3.4 De eerste vraag die moet worden beantwoord is of handelen zoals door klaagster aan de psychiater wordt verweten tuchtrechtelijk verwijtbaar handelen van de psychiater kan opleveren. Daarbij is van belang dat BIG-geregistreerde hulpverleners in een bestuurlijke of leidinggevende functie, zoals die waarvan in het geval van een directeur behandelzaken van een forensisch psychiatrische kliniek sprake is, voor hun handelen tuchtrechtelijk aansprakelijk kunnen zijn. Het Regionaal Tuchtcollege heeft geoordeeld dat het handelen waarover wordt geklaagd, te weten niet adequaat reageren op een voor klaagster aangrijpend incident binnen de kliniek, geen handelen of nalaten betreft dat betrekking heeft op de individuele gezondheidszorg, noch dat dit handelen voldoende weerslag heeft op het belang van de individuele gezondheidszorg. Het Centraal Tuchtcollege deelt dit oordeel niet en overweegt daartoe als volgt.

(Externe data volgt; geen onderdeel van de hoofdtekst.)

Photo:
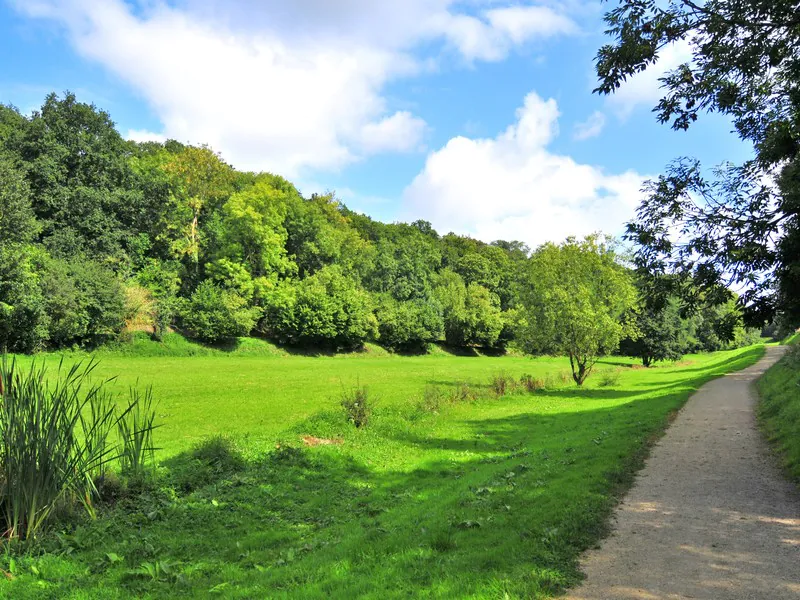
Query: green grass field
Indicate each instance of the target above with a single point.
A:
(779, 410)
(487, 498)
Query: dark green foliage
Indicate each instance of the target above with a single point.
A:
(326, 310)
(17, 220)
(779, 410)
(24, 317)
(213, 313)
(408, 326)
(86, 218)
(472, 315)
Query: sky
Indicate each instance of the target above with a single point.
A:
(475, 115)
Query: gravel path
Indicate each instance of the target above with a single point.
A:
(710, 516)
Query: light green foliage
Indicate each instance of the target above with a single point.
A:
(779, 410)
(418, 503)
(55, 439)
(578, 302)
(24, 318)
(472, 314)
(199, 183)
(214, 313)
(662, 334)
(326, 309)
(408, 326)
(85, 302)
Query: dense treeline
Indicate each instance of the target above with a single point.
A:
(99, 234)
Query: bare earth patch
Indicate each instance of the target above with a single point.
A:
(310, 440)
(710, 516)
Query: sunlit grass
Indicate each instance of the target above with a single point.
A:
(490, 498)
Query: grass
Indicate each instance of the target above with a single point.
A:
(779, 409)
(480, 498)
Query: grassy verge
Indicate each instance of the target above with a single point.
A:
(779, 409)
(458, 498)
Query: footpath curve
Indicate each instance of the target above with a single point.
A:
(710, 516)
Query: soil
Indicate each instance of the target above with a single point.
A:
(710, 516)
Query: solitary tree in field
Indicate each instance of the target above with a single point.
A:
(739, 225)
(578, 301)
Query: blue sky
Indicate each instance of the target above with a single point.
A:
(476, 115)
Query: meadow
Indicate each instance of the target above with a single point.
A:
(451, 490)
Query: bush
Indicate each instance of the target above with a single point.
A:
(210, 461)
(85, 302)
(24, 319)
(54, 442)
(502, 384)
(472, 314)
(214, 314)
(531, 383)
(325, 310)
(408, 326)
(358, 406)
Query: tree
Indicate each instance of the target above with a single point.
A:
(472, 315)
(17, 220)
(326, 310)
(77, 166)
(201, 182)
(213, 313)
(410, 325)
(741, 225)
(663, 334)
(577, 301)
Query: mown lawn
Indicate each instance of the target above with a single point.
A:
(486, 498)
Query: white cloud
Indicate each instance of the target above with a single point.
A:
(142, 135)
(285, 86)
(402, 132)
(644, 89)
(591, 127)
(512, 187)
(492, 35)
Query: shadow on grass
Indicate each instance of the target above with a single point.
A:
(502, 507)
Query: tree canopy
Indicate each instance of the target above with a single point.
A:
(736, 225)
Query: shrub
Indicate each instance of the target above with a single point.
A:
(214, 314)
(462, 393)
(610, 378)
(212, 460)
(85, 302)
(135, 427)
(357, 406)
(410, 325)
(325, 310)
(531, 383)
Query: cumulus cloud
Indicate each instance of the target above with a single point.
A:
(401, 132)
(285, 86)
(512, 187)
(591, 127)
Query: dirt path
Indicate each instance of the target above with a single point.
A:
(710, 516)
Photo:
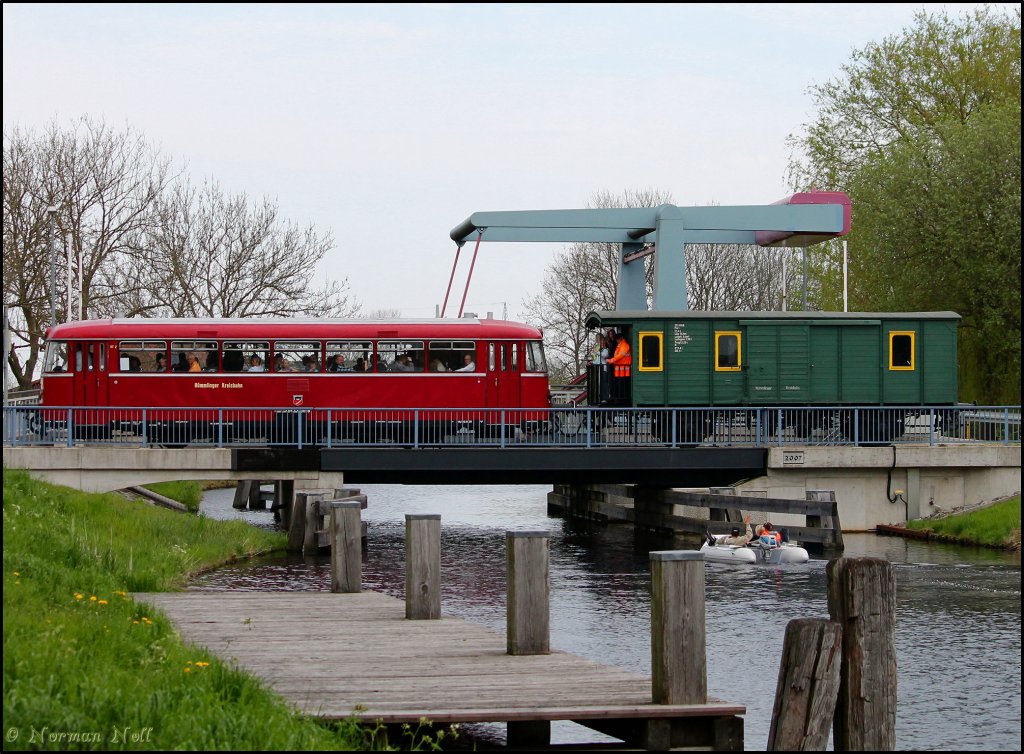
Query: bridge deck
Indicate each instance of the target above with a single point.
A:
(335, 656)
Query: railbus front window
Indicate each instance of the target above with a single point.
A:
(56, 357)
(535, 357)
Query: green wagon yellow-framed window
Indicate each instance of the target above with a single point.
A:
(728, 351)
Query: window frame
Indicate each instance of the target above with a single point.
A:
(719, 334)
(893, 334)
(660, 350)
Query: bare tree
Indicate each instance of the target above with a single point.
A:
(216, 255)
(150, 244)
(103, 184)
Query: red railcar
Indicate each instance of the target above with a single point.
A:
(271, 377)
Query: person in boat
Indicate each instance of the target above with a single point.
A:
(768, 537)
(735, 539)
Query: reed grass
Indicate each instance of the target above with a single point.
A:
(86, 667)
(997, 525)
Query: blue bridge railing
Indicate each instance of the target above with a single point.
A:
(561, 426)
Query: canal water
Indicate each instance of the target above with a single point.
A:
(958, 610)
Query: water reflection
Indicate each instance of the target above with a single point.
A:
(957, 608)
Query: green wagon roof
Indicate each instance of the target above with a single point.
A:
(595, 319)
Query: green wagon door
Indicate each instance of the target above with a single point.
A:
(777, 357)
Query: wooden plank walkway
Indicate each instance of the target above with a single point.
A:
(335, 656)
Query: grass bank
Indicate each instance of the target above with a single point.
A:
(997, 525)
(85, 667)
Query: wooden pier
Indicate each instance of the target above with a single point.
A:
(338, 656)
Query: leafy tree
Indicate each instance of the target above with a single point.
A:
(923, 130)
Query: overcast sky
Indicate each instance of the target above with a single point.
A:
(388, 125)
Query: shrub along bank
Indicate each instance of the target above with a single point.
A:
(86, 667)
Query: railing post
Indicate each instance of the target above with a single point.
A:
(346, 546)
(528, 600)
(679, 663)
(423, 567)
(862, 600)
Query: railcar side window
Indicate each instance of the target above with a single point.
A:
(399, 355)
(195, 355)
(535, 357)
(246, 355)
(448, 355)
(142, 355)
(728, 351)
(901, 351)
(56, 357)
(296, 355)
(650, 352)
(349, 355)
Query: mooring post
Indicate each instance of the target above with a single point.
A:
(808, 685)
(256, 496)
(346, 547)
(528, 598)
(284, 496)
(862, 600)
(242, 494)
(297, 526)
(423, 566)
(310, 542)
(528, 617)
(679, 664)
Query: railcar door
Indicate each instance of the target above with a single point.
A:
(90, 374)
(503, 374)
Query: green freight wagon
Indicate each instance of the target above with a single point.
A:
(780, 359)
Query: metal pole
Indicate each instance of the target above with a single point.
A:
(52, 212)
(846, 270)
(805, 279)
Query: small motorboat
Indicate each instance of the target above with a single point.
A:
(754, 552)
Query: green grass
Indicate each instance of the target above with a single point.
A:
(995, 526)
(82, 659)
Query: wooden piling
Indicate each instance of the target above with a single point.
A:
(242, 495)
(297, 524)
(862, 599)
(256, 496)
(423, 567)
(346, 547)
(310, 542)
(528, 605)
(679, 663)
(808, 685)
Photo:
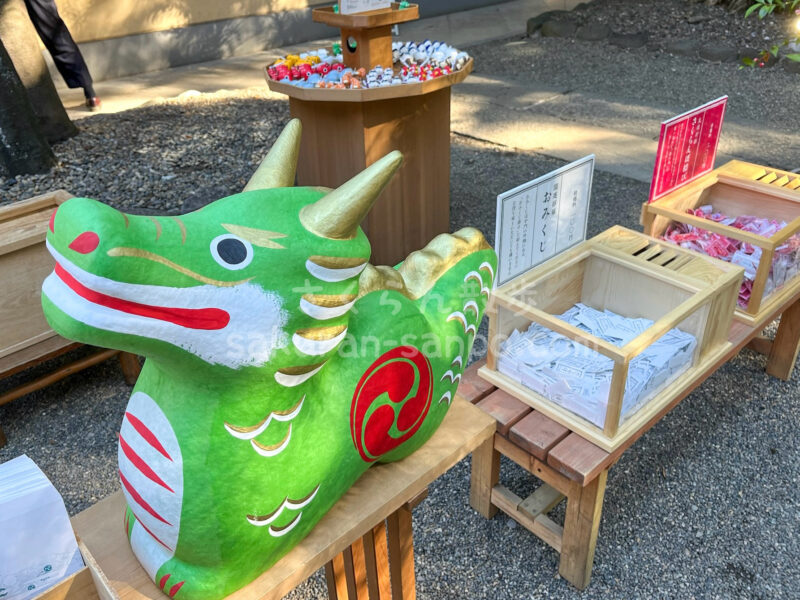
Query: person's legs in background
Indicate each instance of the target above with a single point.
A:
(58, 41)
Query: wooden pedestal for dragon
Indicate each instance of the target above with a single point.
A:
(280, 363)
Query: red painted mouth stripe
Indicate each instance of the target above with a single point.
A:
(148, 435)
(139, 463)
(141, 501)
(192, 318)
(174, 589)
(163, 581)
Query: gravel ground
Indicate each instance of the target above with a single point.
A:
(633, 90)
(703, 506)
(667, 20)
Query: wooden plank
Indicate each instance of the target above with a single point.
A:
(36, 354)
(537, 433)
(504, 408)
(544, 499)
(578, 459)
(61, 373)
(330, 582)
(542, 526)
(760, 344)
(401, 555)
(366, 19)
(581, 525)
(130, 367)
(101, 583)
(484, 476)
(532, 464)
(78, 586)
(356, 571)
(376, 559)
(473, 387)
(417, 500)
(784, 350)
(381, 490)
(338, 582)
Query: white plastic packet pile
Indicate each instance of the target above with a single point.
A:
(579, 378)
(37, 545)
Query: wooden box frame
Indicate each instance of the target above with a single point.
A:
(630, 274)
(738, 188)
(24, 263)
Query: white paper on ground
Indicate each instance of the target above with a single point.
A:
(37, 545)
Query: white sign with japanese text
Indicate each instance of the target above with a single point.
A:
(348, 7)
(539, 219)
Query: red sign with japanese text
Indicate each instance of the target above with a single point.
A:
(687, 147)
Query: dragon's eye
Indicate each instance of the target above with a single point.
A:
(231, 251)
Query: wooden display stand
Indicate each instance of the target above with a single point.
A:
(345, 131)
(738, 188)
(27, 339)
(364, 542)
(573, 469)
(632, 275)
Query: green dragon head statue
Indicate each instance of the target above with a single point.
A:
(280, 364)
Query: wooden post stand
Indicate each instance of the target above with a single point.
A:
(573, 469)
(346, 130)
(27, 339)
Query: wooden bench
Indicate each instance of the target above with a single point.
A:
(364, 543)
(571, 467)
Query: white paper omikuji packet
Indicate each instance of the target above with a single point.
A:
(37, 545)
(579, 378)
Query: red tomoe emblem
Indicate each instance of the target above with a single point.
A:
(390, 401)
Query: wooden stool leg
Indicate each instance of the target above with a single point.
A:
(130, 367)
(783, 353)
(355, 571)
(485, 475)
(335, 578)
(376, 559)
(401, 554)
(581, 524)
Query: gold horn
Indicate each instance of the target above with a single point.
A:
(279, 165)
(338, 214)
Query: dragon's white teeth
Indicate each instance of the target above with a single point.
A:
(322, 313)
(453, 377)
(472, 305)
(488, 267)
(317, 347)
(281, 531)
(286, 504)
(250, 432)
(292, 379)
(474, 275)
(274, 450)
(333, 275)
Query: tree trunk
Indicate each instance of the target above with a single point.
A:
(22, 45)
(23, 148)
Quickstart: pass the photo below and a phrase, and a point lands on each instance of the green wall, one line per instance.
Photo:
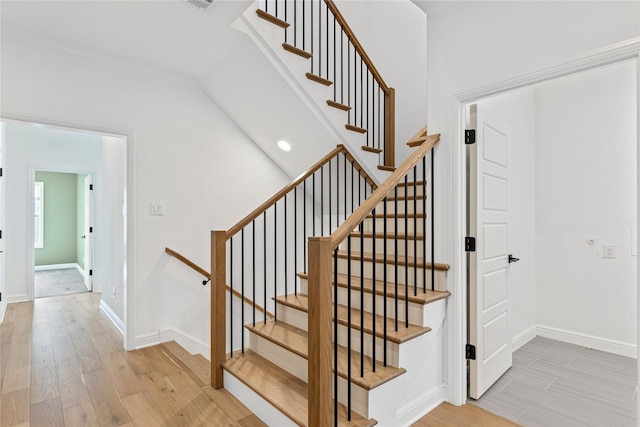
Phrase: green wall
(80, 220)
(60, 219)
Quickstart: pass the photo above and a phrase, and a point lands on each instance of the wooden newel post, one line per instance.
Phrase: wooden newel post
(390, 128)
(320, 340)
(218, 303)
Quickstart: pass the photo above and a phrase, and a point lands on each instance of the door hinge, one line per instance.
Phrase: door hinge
(470, 351)
(469, 136)
(469, 244)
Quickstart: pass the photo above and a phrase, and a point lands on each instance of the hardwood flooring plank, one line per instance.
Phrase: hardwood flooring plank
(108, 406)
(81, 415)
(47, 413)
(15, 408)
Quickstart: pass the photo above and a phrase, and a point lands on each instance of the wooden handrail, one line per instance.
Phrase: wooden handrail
(347, 227)
(356, 44)
(280, 194)
(206, 274)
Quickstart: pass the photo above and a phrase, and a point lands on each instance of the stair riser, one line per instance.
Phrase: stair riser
(416, 311)
(355, 270)
(419, 190)
(409, 247)
(368, 225)
(299, 366)
(391, 207)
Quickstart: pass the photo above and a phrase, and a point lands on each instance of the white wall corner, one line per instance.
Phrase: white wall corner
(118, 323)
(188, 342)
(590, 341)
(523, 337)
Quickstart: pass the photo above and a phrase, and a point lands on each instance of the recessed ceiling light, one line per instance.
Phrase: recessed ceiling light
(284, 145)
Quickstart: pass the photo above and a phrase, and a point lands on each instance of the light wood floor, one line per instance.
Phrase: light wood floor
(62, 364)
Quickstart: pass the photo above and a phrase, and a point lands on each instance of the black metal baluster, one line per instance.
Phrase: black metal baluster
(242, 290)
(264, 262)
(395, 243)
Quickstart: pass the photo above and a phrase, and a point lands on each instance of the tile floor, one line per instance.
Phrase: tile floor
(556, 384)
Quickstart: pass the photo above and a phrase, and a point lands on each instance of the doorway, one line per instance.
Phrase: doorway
(62, 233)
(575, 209)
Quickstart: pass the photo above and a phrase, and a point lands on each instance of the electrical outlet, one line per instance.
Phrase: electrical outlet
(609, 251)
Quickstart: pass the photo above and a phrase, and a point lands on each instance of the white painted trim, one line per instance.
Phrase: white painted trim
(428, 401)
(188, 342)
(256, 403)
(590, 341)
(119, 324)
(523, 337)
(58, 267)
(456, 372)
(148, 340)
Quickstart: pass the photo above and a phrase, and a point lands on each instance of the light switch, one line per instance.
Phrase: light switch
(156, 209)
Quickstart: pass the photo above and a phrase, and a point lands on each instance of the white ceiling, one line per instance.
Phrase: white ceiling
(170, 36)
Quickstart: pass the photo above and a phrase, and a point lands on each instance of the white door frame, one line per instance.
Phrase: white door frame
(129, 224)
(456, 310)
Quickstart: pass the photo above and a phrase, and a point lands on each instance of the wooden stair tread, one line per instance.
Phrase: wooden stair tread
(197, 363)
(392, 259)
(337, 105)
(420, 297)
(355, 128)
(301, 302)
(283, 390)
(296, 50)
(270, 18)
(318, 79)
(371, 149)
(390, 235)
(297, 341)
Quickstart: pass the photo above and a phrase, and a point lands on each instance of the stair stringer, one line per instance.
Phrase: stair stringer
(268, 38)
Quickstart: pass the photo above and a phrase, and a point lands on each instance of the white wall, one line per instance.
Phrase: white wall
(185, 153)
(586, 189)
(517, 110)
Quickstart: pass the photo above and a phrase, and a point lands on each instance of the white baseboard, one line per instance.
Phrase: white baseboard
(57, 267)
(590, 341)
(523, 337)
(188, 342)
(119, 324)
(424, 404)
(148, 340)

3.5 In het onderhavige geval was sprake van verblijf in een TBS kliniek op basis van een strafrechtelijk vonnis. Gelet op deze bijzondere setting is het niet ondenkbaar dat een incident binnen die kliniek dat door een patiënt als aangrijpend wordt ervaren, weerslag kan hebben op het belang van de individuele gezondheidszorg van die patiënt. Op de binnen de kliniek bestuurlijk verantwoordelijke rust dan ook de taak zorg te dragen voor een meldingssysteem dat in een dergelijk geval leidt tot een adequate reactie. Dit betekent dan tevens dat ook het aan de psychiater verweten handelen weerslag kan hebben op de individuele gezondheidszorg zodat dit handelen is te vatten onder het te beschermen belang van een goede uitoefening van de individuele gezondheidszorg als bedoeld in artikel 47 lid 1 sub b van de Wet op de beroepen in de individuele gezondheidszorg. Klaagster is derhalve ontvankelijk in haar klacht.

Beoordeling van de klacht

3.6 In beroep is gebleken dat de psychiater ten tijde van het incident waarop de klacht betrekking heeft als psychiater werkzaam was op de afdeling waar klaagster verbleef, en niet als directeur behandelzaken. De psychiater was daarmee niet verantwoordelijk voor het bestaan van een goed werkend meldingssysteem voor een incident als hier aan de orde. De persoonlijke verwijtbaarheid van de psychiater komt hiermee te vervallen.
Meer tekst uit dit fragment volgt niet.